Source: CNRS-INEE

Les parasites ont tous besoin, à un moment ou un autre de leur cycle de vie, de vivre aux dépens d'un hôte. Dans un article à paraître dans Evolution, une équipe de l'UMR Biogéosciences de Dijon (CNRS / Université de Bourgogne) a montré qu'un parasite peut au contraire, en modifiant le comportement de son hôte, le protéger de manière temporaire.

Le ver parasite Pomphorhynchus laevis utilise le gammare, un crustacé d'eau douce, comme hôte intermédiaire, dans lequel il grandit tout en restant à l'état larvaire. Pour devenir adulte et se reproduire, il doit être ingéré par un poisson qui deviendra l'hôte définitif. Nombreuses sont les espèces de parasites qui ont donc évolué pour favoriser la prédation de leur hôte intermédiaire par leur hôte définitif. Les chercheurs de l'Equipe Ecologie évolutive de Dijon (UMR Biogéosciences) ont ainsi montré il y a quelques années que les larves de Pomphorhynchus laevis forcent les gammares à adopter des comportements quelque peu suicidaires, en modulant ou en inhibant leurs comportements anti-prédateur tels que la photophobie, l'utilisation de refuges ou la fuite en réaction à l'odeur d'un poisson.
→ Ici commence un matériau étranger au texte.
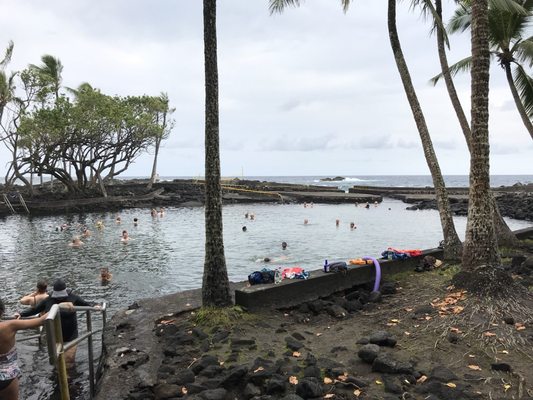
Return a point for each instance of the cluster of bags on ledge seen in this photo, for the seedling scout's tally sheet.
(277, 275)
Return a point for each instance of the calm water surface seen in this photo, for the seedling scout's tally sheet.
(165, 254)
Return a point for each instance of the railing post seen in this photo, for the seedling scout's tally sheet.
(90, 354)
(61, 364)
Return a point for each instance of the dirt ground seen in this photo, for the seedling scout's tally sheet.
(431, 344)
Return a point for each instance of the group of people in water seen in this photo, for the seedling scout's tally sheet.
(40, 302)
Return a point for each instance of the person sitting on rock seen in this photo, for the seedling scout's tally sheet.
(38, 295)
(76, 242)
(105, 275)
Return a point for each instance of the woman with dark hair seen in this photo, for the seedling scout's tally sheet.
(9, 369)
(39, 295)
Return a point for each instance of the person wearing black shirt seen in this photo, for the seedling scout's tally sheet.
(69, 320)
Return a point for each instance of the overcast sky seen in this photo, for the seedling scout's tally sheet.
(312, 91)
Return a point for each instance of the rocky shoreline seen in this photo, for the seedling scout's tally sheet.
(348, 345)
(514, 201)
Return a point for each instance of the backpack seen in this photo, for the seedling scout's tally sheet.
(263, 276)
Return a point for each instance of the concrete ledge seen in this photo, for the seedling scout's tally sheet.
(291, 292)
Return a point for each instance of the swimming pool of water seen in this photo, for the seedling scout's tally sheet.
(165, 254)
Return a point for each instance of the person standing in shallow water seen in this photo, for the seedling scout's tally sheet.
(9, 369)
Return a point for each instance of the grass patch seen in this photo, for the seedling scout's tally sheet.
(225, 317)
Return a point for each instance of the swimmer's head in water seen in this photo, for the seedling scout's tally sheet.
(42, 285)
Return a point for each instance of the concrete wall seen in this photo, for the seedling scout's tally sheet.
(291, 292)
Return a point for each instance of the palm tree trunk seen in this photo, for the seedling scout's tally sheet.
(215, 284)
(452, 244)
(505, 235)
(480, 247)
(519, 106)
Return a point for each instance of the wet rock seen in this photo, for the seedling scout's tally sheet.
(338, 349)
(453, 337)
(205, 361)
(276, 386)
(442, 374)
(220, 336)
(211, 371)
(309, 388)
(353, 305)
(388, 288)
(337, 311)
(251, 390)
(383, 338)
(184, 376)
(405, 368)
(242, 342)
(310, 359)
(384, 363)
(368, 353)
(234, 376)
(375, 297)
(317, 306)
(293, 344)
(391, 385)
(167, 391)
(193, 388)
(214, 394)
(197, 332)
(501, 367)
(312, 371)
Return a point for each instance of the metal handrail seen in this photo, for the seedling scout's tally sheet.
(8, 204)
(23, 202)
(56, 347)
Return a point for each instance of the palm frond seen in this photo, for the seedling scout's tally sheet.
(523, 51)
(510, 6)
(7, 55)
(461, 19)
(277, 6)
(460, 66)
(524, 85)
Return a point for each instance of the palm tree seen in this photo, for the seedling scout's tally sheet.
(215, 285)
(507, 44)
(480, 247)
(452, 243)
(505, 236)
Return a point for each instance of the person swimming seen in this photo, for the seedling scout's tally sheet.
(105, 275)
(76, 242)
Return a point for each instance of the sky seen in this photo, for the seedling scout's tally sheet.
(311, 91)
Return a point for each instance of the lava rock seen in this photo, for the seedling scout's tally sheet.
(368, 353)
(383, 338)
(501, 367)
(309, 388)
(384, 363)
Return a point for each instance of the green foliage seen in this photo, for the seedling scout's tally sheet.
(221, 317)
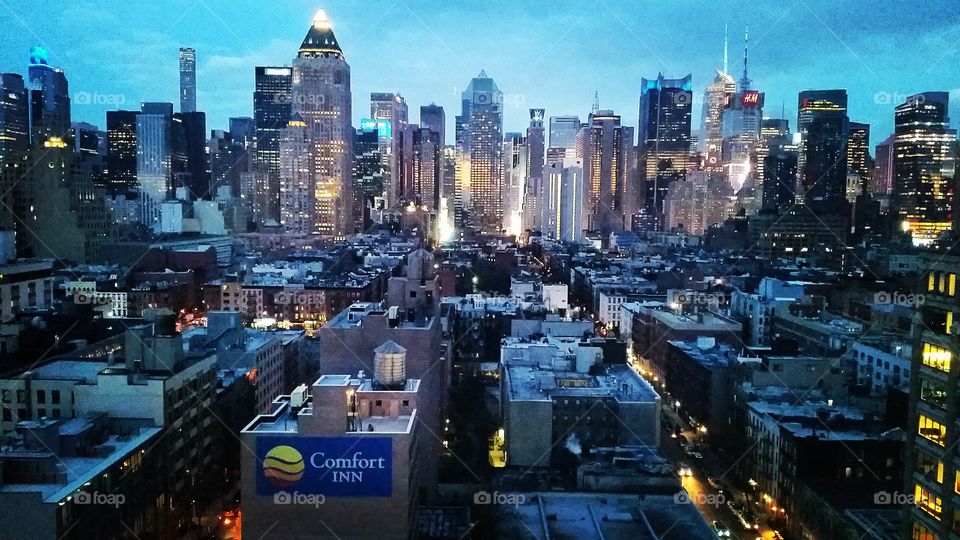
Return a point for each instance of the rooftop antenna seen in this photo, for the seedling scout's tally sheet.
(745, 81)
(725, 61)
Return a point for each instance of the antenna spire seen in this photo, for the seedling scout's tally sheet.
(726, 63)
(745, 81)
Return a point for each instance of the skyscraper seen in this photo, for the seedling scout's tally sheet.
(607, 152)
(271, 113)
(664, 137)
(14, 145)
(392, 108)
(49, 98)
(532, 212)
(154, 160)
(197, 179)
(188, 80)
(321, 99)
(715, 99)
(924, 165)
(822, 163)
(563, 131)
(433, 118)
(479, 145)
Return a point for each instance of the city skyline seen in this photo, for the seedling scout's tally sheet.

Les crustacés parasitiquement modifiés sont jusqu'à 20 fois plus mangés que les individus non parasités.

Toutefois, cette stratégie n'est pas intéressante pour la larve parasitaire si son stade de développement ne lui permet pas encore de s'implanter dans l'hôte définitif: toute prédation par ce dernier se soldera par la mort du parasite. Celui-ci a donc intérêt à protéger le gammare de la prédation pendant cette période, quitte à inverser la tendance dès l'infectivité atteinte. C'est ce que l'équipe de l'UMR Biogéosciences vient de démontrer expérimentalement: les gammares hébergeant une larve immature se cachent plus que les gammares sains et encourent un risque de prédation plus faible. En revanche, dès que la larve a atteint le stade où elle peut infecter les poissons, les comportements s'inversent et le taux de prédation des gammares parasités devient plus fort que celui de leurs congénères sains.

Cette protection de l'hôte par la larve de parasite, même pendant un court moment de son développement, pose naturellement la question des intérêts de chacun des acteurs dans cette association. En effet, ces intérêts semblent converger: l'hôte intermédiaire comme le parasite voient, grâce à cette protection, leur risque de mortalité amoindri. On ne peut pas pour autant parler de mutualisme. En effet, si l'hôte trouvait vraiment son compte à posséder des défenses anti-prédateur renforcées, il les mettrait en action de lui-même. Les changements de comportement étant modulés en fonction du stade de développement du parasite, ils bénéficient bien plus à ce dernier qu'à l'hôte.

Référence: Protection first then facilitation: a manipulative parasite modulates the vulnerability to predation of its intermediate host according to its own developmental stage, Evolution (sous presse ; disponible en ligne avec la référence DOI: 10.1111/j.1558-5646.2011.01330.x), Lucile Dianne, Marie-Jeanne Perrot-Minnot, Alexandre Bauer, Mickaël Gaillard, Elsa Léger & Thierry Rigaud.